Skip to content

Grafana Dashboards

Dashboards are provisioned automatically from ConfigMaps. Create a ConfigMap with your dashboard JSON, apply the correct label, and Grafana picks it up.

apiVersion: v1
kind: ConfigMap
metadata:
name: observability-dashboards-tenant-workloads
namespace: observability
labels:
kupe.cloud/grafana-dashboards: "true"
kupe.cloud/grafana-folder: "Workloads"
data:
my-app-overview.json: |-
{
"title": "My App Overview",
"uid": "my-app-overview",
...
}
  • The label kupe.cloud/grafana-dashboards: "true" is required for operator-driven tenant dashboard sync.
  • Use kupe.cloud/grafana-folder: "<Folder Name>" to control target folder (for example, Overview or Workloads).
  • Place ConfigMaps in the Grafana namespace (observability by default).
  • Each key in data must end in .json.
  • The uid field in the dashboard JSON must be unique across all dashboards.
  • Do not use grafana_dashboard or grafana_folder for tenant dashboards.
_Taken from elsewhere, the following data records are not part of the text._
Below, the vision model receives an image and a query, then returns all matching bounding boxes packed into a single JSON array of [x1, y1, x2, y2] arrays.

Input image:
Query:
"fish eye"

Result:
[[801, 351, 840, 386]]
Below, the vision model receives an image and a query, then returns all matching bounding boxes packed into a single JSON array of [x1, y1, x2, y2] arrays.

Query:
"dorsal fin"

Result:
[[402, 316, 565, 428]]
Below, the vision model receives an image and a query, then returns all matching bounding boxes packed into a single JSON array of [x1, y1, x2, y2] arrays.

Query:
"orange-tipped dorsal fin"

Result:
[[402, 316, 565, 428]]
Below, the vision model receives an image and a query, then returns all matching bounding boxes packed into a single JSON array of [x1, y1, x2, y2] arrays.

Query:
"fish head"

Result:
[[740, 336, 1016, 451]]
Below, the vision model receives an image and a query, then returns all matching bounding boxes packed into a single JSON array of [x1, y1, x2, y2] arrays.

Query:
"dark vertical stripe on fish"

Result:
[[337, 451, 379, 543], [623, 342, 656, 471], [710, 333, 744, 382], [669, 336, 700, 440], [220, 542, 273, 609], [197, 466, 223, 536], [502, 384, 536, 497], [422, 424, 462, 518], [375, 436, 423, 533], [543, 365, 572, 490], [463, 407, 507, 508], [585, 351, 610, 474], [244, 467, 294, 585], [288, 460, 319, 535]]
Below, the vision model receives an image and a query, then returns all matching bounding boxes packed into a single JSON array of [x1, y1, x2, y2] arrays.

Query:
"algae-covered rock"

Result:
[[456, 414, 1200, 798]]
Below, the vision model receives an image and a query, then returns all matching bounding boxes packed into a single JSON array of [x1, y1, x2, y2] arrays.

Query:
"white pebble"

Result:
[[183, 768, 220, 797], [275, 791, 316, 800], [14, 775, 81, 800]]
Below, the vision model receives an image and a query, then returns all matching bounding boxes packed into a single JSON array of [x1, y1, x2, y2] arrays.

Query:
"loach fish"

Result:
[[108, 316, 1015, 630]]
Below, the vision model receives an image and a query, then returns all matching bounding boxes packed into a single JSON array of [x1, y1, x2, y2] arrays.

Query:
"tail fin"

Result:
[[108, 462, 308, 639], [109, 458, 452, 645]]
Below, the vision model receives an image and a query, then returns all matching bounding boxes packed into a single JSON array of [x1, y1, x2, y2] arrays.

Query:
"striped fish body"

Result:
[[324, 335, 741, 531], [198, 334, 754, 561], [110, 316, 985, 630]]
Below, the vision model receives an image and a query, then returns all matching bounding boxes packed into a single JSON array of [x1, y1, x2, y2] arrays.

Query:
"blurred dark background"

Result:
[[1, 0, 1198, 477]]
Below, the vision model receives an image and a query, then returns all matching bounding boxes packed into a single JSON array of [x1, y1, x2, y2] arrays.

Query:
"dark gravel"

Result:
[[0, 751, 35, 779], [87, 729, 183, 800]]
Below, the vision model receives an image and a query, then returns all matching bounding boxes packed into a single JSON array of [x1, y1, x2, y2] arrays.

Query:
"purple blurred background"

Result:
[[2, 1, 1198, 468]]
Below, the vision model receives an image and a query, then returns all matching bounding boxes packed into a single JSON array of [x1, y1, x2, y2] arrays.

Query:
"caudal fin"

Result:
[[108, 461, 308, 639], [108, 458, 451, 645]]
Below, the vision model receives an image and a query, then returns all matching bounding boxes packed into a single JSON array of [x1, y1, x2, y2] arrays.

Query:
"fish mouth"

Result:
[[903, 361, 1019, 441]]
Those are sidecar labels for Main Org dashboards and can route dashboards to the wrong place.

Tenant dashboards are organized by ConfigMap label, not filename prefix.

apiVersion: v1
kind: ConfigMap
metadata:
name: observability-dashboards-tenant-overview
namespace: observability
labels:
kupe.cloud/grafana-dashboards: "true"
kupe.cloud/grafana-folder: "Overview"
data:
service-health.json: |-
{ ... }

Mapping examples:

  • kupe.cloud/grafana-folder: "Overview" -> Overview
  • kupe.cloud/grafana-folder: "Workloads" -> Workloads
  • No folder label -> General

Folders are created automatically in each tenant org if they do not exist.

The easiest way to create dashboard JSON:

  1. Build your dashboard in the Grafana UI.
  2. Click the Share icon and select Export.
  3. Toggle Export for sharing externally to replace data source references with variables.
  4. Copy the JSON and paste it into your ConfigMap.
{
"title": "My Dashboard",
"uid": "unique-id",
"version": 1,
"schemaVersion": 39,
"refresh": "30s",
"time": { "from": "now-1h", "to": "now" },
"tags": ["my-app"],
"templating": {
"list": [
{
"name": "datasource",
"type": "datasource",
"query": "prometheus",
"refresh": 1
},
{
"name": "namespace",
"type": "query",
"datasource": { "type": "prometheus", "uid": "${datasource}" },
"query": "label_values(kube_pod_info, namespace)",
"refresh": 2,
"includeAll": true
}
]
},
"panels": [
{
"title": "Request Rate",
"type": "timeseries",
"gridPos": { "h": 8, "w": 12, "x": 0, "y": 0 },
"datasource": { "type": "prometheus", "uid": "${datasource}" },
"targets": [
{
"expr": "sum(rate(http_requests_total{namespace=\"$namespace\"}[5m])) by (pod)",
"legendFormat": "{{ pod }}"
}
]
}
]
}

Use a datasource variable for tenant dashboards:

"datasource": { "type": "prometheus", "uid": "${datasource}" }

With this templating block:

{
"name": "datasource",
"type": "datasource",
"query": "prometheus"
}
  • Use variables for namespace, workload, and cluster to make dashboards reusable.
  • Keep time range and resolution appropriate to the investigation window.
  • Pair rate and error metrics on one panel for faster correlation.
  • Set meaningful thresholds with color coding (green/yellow/red).
  • Use stat panels for key numbers and timeseries for trends.

If you manage dashboards via Helm, render them into tenant dashboard ConfigMaps with the Kupe labels:

templates/configmap-dashboard.yaml
{{- if .Values.dashboard.enabled }}
apiVersion: v1
kind: ConfigMap
metadata:
name: {{ .Values.dashboard.configMapName | default "observability-dashboards-tenant-workloads" }}
namespace: {{ .Values.dashboard.configMapNamespace | default "observability" }}
labels:
kupe.cloud/grafana-dashboards: "true"
kupe.cloud/grafana-folder: {{ .Values.dashboard.folder | default "Workloads" | quote }}
data:
{{ (.Files.Glob "dashboards/*.json").AsConfig | indent 2 }}
{{- end }}

Place dashboard JSON files in a dashboards/ directory alongside your chart templates.

Kupe provides baseline tenant dashboards out of the box:

  • Overview / Cluster — cluster health and capacity overview.
  • Workloads / Pod Resources — per-pod CPU, memory, network, and filesystem usage.

Platform admins also have additional dashboards in Main Org (overview, workloads, system, infrastructure, billing).

  • Review dashboard usefulness after incidents.
  • Remove low-signal panels.
  • Add panels for recurring failure patterns.